Sorry for the delay, kipper3d, I just responded to your ticket about this issue. I’m posting the same response here for those who are interested:
The interface to apf.pex isn’t very friendly, so you might better off just writing your own bash script to modify /etc/apf/conf.apf. For example, you can’t simply open or close a port with one parameter to ~iworx/bin/apf.pex. You have to list all the ports you want open, each time:
~iworx/bin/apf.pex --set-inbound-tcp=21,22,25,80,110,143,443,993,995,2080,2443,3306,2200_2400,5000_5500,20 \ --set-outbound-tcp=22,25,80,443,2080,2443,3306,2200_2400,5000_5500,20 \
--set-inbound-udp=20,21,53,123,2200_2400,5000_5500 \
--set-outbound-udp=20,21,53,123,2200_2400,5000_5500
If you wanted to completey close the port range 5000-5500 (which was open on both TCP in and out and UDP in and out), you would have to do:
~iworx/bin/apf.pex --set-inbound-tcp=21,22,25,80,110,143,443,993,995,2080,2443,3306,2200_2400,20 \
--set-outbound-tcp=22,25,80,443,2080,2443,3306,2200_2400,20 \
--set-inbound-udp=20,21,53,123,2200_2400 \
--set-outbound-udp=20,21,53,123,2200_2400
Similarly, I don’t suggest using ~iworx/bin/shell.pex to manipulate shell users.
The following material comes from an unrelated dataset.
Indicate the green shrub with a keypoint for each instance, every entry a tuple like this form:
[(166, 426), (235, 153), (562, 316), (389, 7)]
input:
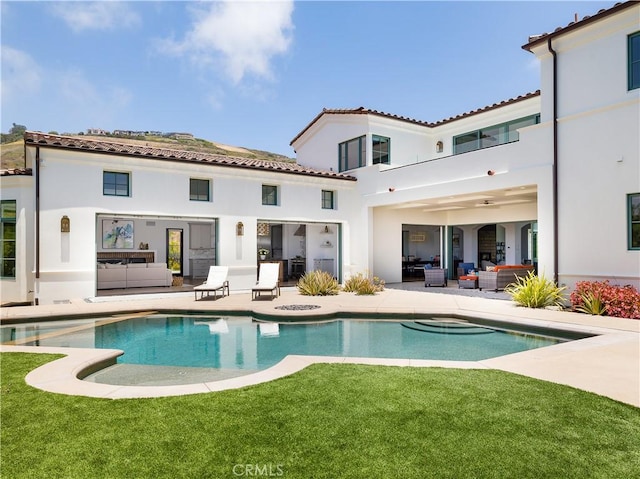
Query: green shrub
[(591, 303), (363, 285), (535, 291), (318, 283)]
But, if you were still set on using the shell.pex command, you would do:
~iworx/bin/shell.pex --change-shell username=/bin/newshell
There are a few scripts in ~iworx/bin/ that do InterWorx specific operations (like listaccounts.pex and varpermsfix.pex), but for the most part the scripts in ~iworx/bin/ are wrapper scripts to get us access to system commands as the iworx user (for security reasons). In most cases, it’s best to write a bash script and use the system commands directly.